What does the IRS have to say? “... [W]e understand the importance of ensuring that debtors are treated fairly.” Perhaps the agency should clarify what it means by “fairly” when many taxpayers have received no notice of the actions taken against them. The same woman mentioned above was apparently sent a notice from Social Security but to an address she had in the late 1970s. Generally, the IRS suggests that you keep tax documents for three years, so the accused are depending on the government to produce evidence from their records. It seems that Social Security’s records are often incomplete, making it difficult to contest officials’ claims.

So, to reiterate: a bill presumably designed to protect the agriculture industry included a new power enabling federal officials to take money from Americans who may have indirectly benefited from a payout beyond ten years ago; BUT, those officials don’t really have the records to back up their claims.

There are a few takeaways from this:

  • Taxpayers are paying for massive benefits programs that can’t accurately keep track of payouts (the initial problem).
  • Congress passed a law that included a provision that now permits agencies to take Americans’ money seemingly at will, and with little proof.
  • The IRS and Social Security are expending new efforts (with added administrative costs) to recover about $1.1 billion.
  • Tax collectors have decided that this method is better than the alternatives.

What are the alternatives? Quite a few, but let’s look at two.

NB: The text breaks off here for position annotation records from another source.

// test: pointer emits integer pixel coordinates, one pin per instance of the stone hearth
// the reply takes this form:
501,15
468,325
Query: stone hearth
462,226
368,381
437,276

One would address the core problem and one would be a more fair way to get outstanding debt.

If Americans had a simpler tax system, one which didn’t take 6.4 billion hours and $192.6 billion to comply with, some of these errors and inefficiencies would go away. Some proposals would try to cut down on the number of exemptions and deductions one can take, resulting in a more streamlined and less error-prone tax bill. Others take further steps to reform the entire system in the hopes of making tax preparations a mere inconvenience, instead of a heavy burden. NTU Foundation has examined some of these proposals, including the flat tax and the Fair Tax, many of which would reduce federal spending in addition to less time and money spent by taxpayers.

Another option is to change who the government goes after for outstanding debt. Instead of targeting debt that is decades old, IRS and Social Security investigators could shift their focus to those who are alive and kicking. One easy place to start is inside the government itself. According to a handy chart on Don’t Mess With Taxes, the government could recover $3.3 billion in back taxes (that’s 65 percent more than what is being collected in old debt AND it would be from the debtors themselves, not relatives who had no say in the matter).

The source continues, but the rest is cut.